Alors que la campagne électorale a débuté depuis le 19 janvier dernier, c’est seulement hier lundi 22 janvier 2018 que la Commission Électorale Communale Indépendante (CECI) de Matam a conféré avec les candidats pour définir les lieux retenus pour la campagne. Les neuf partis politiques, coalitions de partis et candidats indépendants vont battre campagne sur neufs lieux différents, a appris Guineematin.com du rapporteur de la CECI de Matam.

Selon Dr Mamady Traoré, rapporteur de la CECI de Matam, « sur les neuf listes de candidatures qu’on a convoquées hier lundi, sept ont répondu présent.
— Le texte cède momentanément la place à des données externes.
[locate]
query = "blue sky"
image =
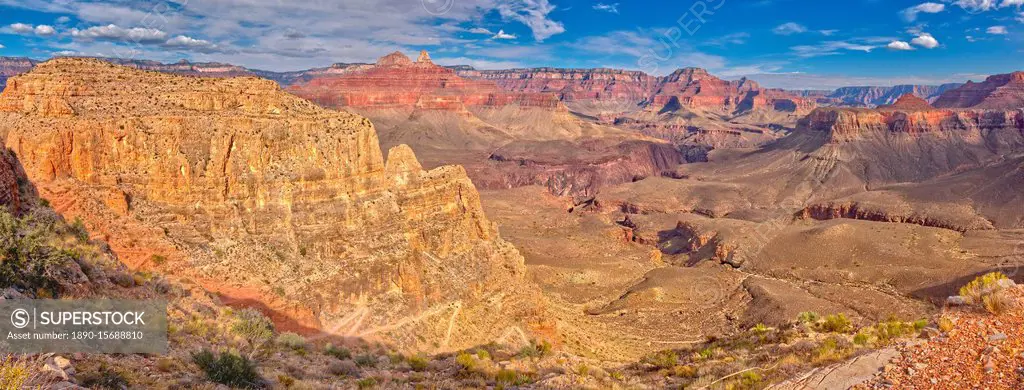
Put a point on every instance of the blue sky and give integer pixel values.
(784, 43)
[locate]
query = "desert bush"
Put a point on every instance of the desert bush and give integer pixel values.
(808, 317)
(983, 286)
(996, 303)
(366, 359)
(663, 359)
(103, 378)
(419, 362)
(537, 349)
(836, 323)
(292, 340)
(227, 369)
(945, 323)
(339, 352)
(343, 369)
(511, 378)
(255, 328)
(367, 383)
(466, 360)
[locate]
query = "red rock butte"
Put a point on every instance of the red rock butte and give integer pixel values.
(395, 81)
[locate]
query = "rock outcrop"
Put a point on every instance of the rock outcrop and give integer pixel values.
(395, 82)
(269, 200)
(875, 96)
(622, 91)
(10, 67)
(996, 92)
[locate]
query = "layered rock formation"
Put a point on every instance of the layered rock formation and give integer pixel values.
(873, 96)
(10, 67)
(627, 90)
(270, 201)
(996, 92)
(395, 81)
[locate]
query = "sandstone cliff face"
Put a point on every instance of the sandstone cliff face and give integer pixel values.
(690, 87)
(996, 92)
(872, 96)
(10, 67)
(395, 81)
(848, 124)
(269, 200)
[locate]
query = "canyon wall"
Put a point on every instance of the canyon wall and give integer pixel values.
(269, 200)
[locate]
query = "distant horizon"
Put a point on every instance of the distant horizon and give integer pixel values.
(762, 80)
(780, 43)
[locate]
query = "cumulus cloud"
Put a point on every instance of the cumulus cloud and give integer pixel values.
(41, 30)
(182, 41)
(976, 5)
(926, 40)
(502, 35)
(899, 45)
(20, 28)
(613, 8)
(832, 48)
(534, 13)
(910, 13)
(45, 31)
(790, 29)
(116, 33)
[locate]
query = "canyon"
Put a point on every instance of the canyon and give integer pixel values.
(610, 213)
(268, 200)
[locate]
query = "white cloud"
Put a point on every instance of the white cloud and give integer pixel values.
(976, 5)
(534, 13)
(45, 31)
(41, 30)
(116, 33)
(502, 35)
(613, 8)
(22, 28)
(899, 45)
(832, 48)
(926, 40)
(997, 30)
(190, 43)
(910, 13)
(790, 29)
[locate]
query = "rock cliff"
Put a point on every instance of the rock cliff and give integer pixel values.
(269, 200)
(996, 92)
(395, 81)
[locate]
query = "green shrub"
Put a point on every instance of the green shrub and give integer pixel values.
(103, 379)
(861, 339)
(227, 369)
(663, 359)
(367, 383)
(466, 360)
(255, 328)
(836, 323)
(808, 317)
(418, 362)
(339, 352)
(983, 286)
(366, 360)
(507, 377)
(292, 340)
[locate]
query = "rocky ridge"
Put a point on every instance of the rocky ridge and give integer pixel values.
(270, 201)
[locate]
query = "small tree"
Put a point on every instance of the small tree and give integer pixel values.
(255, 328)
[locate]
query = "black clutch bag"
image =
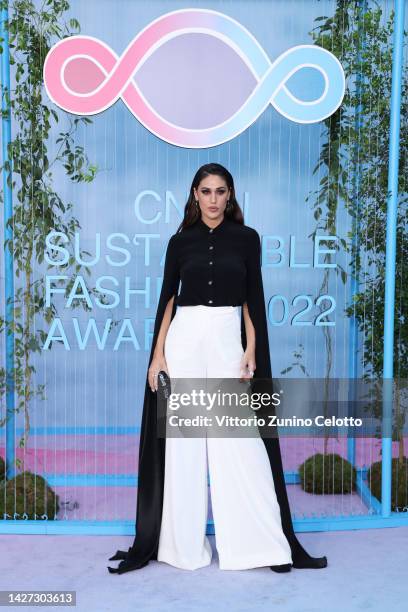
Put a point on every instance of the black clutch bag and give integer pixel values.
(163, 394)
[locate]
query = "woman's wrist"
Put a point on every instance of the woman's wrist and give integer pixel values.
(158, 352)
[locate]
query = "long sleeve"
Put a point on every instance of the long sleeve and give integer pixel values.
(170, 284)
(256, 307)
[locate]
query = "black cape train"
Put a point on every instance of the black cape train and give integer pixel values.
(152, 447)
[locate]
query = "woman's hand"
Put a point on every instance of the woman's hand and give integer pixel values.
(158, 363)
(248, 364)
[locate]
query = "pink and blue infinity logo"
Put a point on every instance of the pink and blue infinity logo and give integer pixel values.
(110, 77)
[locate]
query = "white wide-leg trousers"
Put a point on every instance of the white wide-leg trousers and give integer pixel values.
(205, 342)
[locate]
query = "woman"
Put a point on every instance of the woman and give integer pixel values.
(218, 260)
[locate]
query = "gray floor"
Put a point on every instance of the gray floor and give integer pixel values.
(367, 571)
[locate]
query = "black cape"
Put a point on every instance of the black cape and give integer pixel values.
(152, 448)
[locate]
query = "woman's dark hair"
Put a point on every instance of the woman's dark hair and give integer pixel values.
(192, 212)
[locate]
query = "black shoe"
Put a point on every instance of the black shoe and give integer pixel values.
(285, 567)
(127, 566)
(310, 562)
(120, 554)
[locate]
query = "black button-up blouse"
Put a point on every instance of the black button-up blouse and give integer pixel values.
(217, 266)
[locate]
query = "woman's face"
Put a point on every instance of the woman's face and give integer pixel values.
(212, 195)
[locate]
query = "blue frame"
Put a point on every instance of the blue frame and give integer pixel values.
(382, 515)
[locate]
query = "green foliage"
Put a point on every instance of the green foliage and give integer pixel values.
(399, 483)
(29, 497)
(353, 167)
(327, 474)
(38, 208)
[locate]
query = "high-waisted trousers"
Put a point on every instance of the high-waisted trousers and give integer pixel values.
(205, 342)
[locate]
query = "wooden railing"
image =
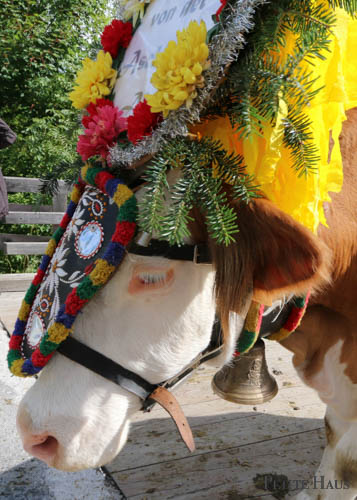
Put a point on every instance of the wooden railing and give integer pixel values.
(25, 244)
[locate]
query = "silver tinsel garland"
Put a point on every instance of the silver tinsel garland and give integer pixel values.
(224, 49)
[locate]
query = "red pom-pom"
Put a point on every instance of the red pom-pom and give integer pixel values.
(101, 179)
(39, 359)
(124, 232)
(38, 278)
(15, 342)
(142, 122)
(115, 35)
(74, 304)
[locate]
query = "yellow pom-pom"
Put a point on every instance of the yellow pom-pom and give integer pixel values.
(122, 194)
(101, 272)
(16, 368)
(57, 333)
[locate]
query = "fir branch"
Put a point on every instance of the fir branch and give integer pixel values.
(221, 219)
(298, 138)
(175, 223)
(152, 207)
(349, 6)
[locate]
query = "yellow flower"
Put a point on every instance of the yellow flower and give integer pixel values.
(95, 80)
(134, 9)
(179, 70)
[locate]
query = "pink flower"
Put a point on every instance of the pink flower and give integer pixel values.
(104, 125)
(218, 13)
(92, 110)
(115, 35)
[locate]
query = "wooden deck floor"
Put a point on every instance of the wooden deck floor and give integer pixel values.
(234, 444)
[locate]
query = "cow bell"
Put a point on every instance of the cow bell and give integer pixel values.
(246, 380)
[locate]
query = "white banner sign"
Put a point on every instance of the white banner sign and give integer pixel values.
(162, 20)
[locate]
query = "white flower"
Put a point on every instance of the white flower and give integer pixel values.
(75, 223)
(56, 271)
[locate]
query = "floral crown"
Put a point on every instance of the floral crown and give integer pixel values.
(235, 98)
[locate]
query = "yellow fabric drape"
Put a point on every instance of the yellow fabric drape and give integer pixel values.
(267, 158)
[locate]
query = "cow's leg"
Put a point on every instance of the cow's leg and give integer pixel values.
(324, 356)
(336, 477)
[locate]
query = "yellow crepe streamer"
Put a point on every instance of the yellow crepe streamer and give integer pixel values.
(267, 158)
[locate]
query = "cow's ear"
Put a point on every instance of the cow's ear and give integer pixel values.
(287, 257)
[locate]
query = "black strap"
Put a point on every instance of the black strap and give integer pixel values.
(109, 369)
(106, 367)
(199, 254)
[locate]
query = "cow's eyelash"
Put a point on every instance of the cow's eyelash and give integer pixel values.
(152, 278)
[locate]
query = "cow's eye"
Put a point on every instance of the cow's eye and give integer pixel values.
(147, 278)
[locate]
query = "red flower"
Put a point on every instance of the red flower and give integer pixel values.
(142, 122)
(115, 35)
(218, 13)
(103, 128)
(92, 110)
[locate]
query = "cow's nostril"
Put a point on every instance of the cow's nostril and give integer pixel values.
(43, 447)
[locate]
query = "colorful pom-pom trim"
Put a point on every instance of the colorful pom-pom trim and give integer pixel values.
(253, 322)
(98, 276)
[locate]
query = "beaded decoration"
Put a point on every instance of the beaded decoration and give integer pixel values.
(101, 271)
(253, 322)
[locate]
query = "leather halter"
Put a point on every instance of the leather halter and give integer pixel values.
(134, 383)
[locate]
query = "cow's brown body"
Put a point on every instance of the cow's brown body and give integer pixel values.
(330, 321)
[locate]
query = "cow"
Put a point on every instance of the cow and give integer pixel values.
(155, 315)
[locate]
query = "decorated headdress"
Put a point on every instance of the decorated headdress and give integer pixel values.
(247, 93)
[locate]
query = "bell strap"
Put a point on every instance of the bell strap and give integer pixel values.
(199, 254)
(130, 381)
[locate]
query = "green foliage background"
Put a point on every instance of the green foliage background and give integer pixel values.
(42, 44)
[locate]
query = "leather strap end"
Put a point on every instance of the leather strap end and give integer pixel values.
(171, 405)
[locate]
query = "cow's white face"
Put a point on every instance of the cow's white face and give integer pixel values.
(153, 317)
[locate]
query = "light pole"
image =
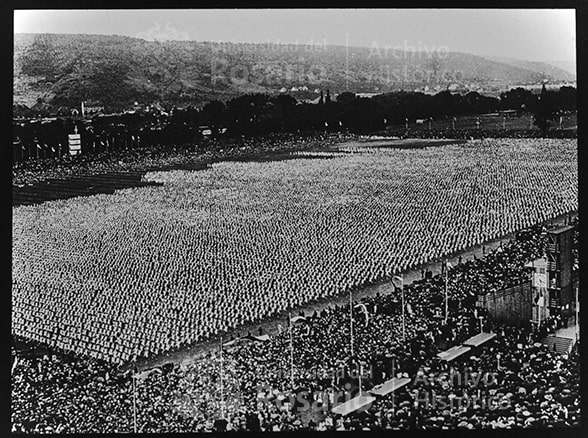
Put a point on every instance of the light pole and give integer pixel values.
(400, 278)
(446, 290)
(134, 401)
(221, 382)
(291, 350)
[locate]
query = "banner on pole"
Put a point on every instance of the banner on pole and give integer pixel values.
(75, 144)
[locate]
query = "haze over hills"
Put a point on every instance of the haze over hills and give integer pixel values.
(548, 69)
(115, 71)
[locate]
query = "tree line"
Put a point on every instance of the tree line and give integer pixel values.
(260, 114)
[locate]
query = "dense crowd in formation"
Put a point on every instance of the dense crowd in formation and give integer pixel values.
(149, 270)
(512, 381)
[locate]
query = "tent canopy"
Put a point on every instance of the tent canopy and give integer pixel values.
(355, 404)
(390, 386)
(479, 339)
(453, 353)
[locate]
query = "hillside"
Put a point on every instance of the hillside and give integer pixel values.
(115, 71)
(547, 69)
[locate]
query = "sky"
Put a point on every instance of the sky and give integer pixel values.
(532, 34)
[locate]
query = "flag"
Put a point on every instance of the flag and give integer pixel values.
(298, 319)
(365, 312)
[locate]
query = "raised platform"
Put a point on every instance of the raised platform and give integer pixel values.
(563, 340)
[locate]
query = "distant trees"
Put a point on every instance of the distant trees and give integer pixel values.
(544, 110)
(258, 114)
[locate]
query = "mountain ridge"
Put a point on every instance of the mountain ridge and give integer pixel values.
(63, 69)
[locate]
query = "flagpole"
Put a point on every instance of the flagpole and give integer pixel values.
(393, 377)
(134, 401)
(291, 350)
(446, 293)
(359, 365)
(351, 318)
(577, 315)
(403, 323)
(221, 378)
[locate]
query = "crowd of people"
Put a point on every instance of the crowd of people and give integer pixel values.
(249, 385)
(149, 270)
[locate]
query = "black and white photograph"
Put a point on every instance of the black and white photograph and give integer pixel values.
(294, 220)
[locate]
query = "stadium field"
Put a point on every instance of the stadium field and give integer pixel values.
(152, 269)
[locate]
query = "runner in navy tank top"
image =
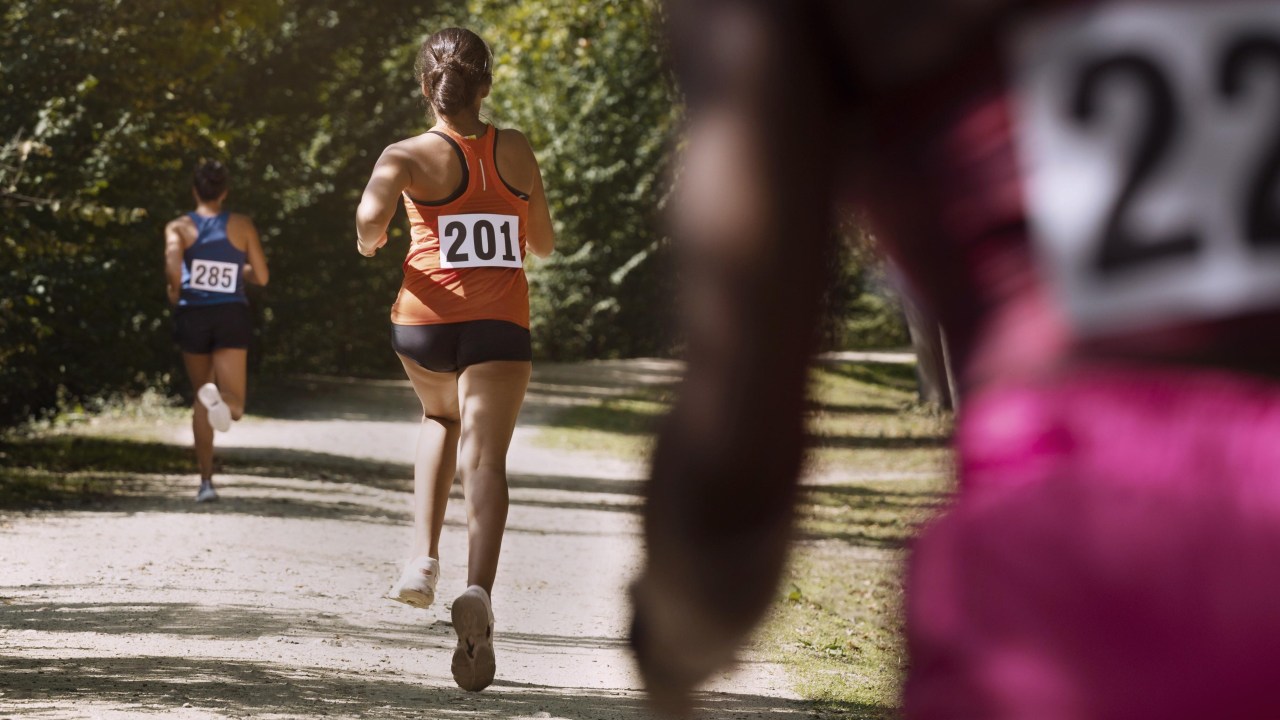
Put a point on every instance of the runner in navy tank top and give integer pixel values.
(210, 255)
(1086, 194)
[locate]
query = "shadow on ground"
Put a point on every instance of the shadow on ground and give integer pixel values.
(167, 683)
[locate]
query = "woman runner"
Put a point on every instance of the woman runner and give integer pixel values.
(209, 256)
(460, 324)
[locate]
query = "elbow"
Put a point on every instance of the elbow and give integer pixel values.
(543, 247)
(368, 218)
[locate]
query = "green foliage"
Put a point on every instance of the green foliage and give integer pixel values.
(862, 308)
(108, 106)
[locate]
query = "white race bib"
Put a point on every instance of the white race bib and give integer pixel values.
(480, 240)
(214, 276)
(1148, 136)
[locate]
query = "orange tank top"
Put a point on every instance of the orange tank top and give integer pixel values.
(466, 253)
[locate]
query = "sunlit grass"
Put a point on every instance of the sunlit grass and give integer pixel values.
(837, 624)
(615, 427)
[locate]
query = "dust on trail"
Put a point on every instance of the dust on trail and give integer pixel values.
(268, 604)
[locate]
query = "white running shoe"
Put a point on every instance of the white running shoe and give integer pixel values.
(206, 493)
(219, 414)
(416, 586)
(474, 664)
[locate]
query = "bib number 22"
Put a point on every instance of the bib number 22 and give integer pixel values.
(1150, 141)
(480, 240)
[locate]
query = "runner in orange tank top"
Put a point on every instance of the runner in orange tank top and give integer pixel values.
(460, 324)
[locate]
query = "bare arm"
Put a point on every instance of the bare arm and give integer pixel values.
(378, 204)
(540, 237)
(752, 227)
(173, 260)
(256, 270)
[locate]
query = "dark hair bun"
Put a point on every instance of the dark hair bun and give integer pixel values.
(453, 65)
(210, 180)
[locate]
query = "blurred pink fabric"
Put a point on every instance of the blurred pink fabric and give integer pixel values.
(1114, 552)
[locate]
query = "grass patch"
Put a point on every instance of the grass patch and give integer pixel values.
(839, 627)
(40, 470)
(616, 427)
(837, 624)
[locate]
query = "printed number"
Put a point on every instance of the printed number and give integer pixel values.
(1119, 250)
(457, 235)
(214, 276)
(1262, 222)
(475, 241)
(484, 229)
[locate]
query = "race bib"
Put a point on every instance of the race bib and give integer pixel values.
(480, 240)
(214, 276)
(1148, 137)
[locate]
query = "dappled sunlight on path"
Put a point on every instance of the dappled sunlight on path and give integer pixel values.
(268, 602)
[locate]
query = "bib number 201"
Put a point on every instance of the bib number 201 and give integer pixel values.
(1150, 141)
(480, 240)
(214, 276)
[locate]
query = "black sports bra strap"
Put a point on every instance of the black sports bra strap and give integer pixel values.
(466, 173)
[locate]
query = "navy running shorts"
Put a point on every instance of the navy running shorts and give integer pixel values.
(451, 347)
(201, 329)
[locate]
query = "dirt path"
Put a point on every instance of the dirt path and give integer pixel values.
(266, 604)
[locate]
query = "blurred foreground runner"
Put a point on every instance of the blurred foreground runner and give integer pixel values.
(1087, 195)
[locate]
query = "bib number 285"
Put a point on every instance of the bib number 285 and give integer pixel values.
(480, 240)
(214, 276)
(1150, 136)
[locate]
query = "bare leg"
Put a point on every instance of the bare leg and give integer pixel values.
(229, 372)
(437, 458)
(492, 395)
(753, 222)
(200, 370)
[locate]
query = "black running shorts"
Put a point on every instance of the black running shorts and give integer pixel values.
(204, 328)
(451, 347)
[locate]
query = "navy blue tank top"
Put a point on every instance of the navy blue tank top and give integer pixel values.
(213, 269)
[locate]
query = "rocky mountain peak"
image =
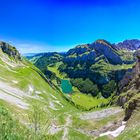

On s’est accordé sur la répartition des lieux publics et des moments que les candidats vont passer sur tel ou tel lieu. On n’a rien imposé et un consensus a été trouvé ».

Pour Dr Traoré, cette démarche vise à faire en sorte que « la campagne se passe dans la quiétude, sans aucune confrontation ».

Par ailleurs, selon Nestor Saa Tolno, administrateur du conseil de quartier de Matam, « les candidats n’ont pas à débourser même un centime pour tenir un meeting ou pour organiser un carnaval. Dès lors qu’ils ont versé une caution avant la validation de leurs dossiers de candidatures, ils n’ont plus rien d’autres à payer », a dit monsieur Tolno.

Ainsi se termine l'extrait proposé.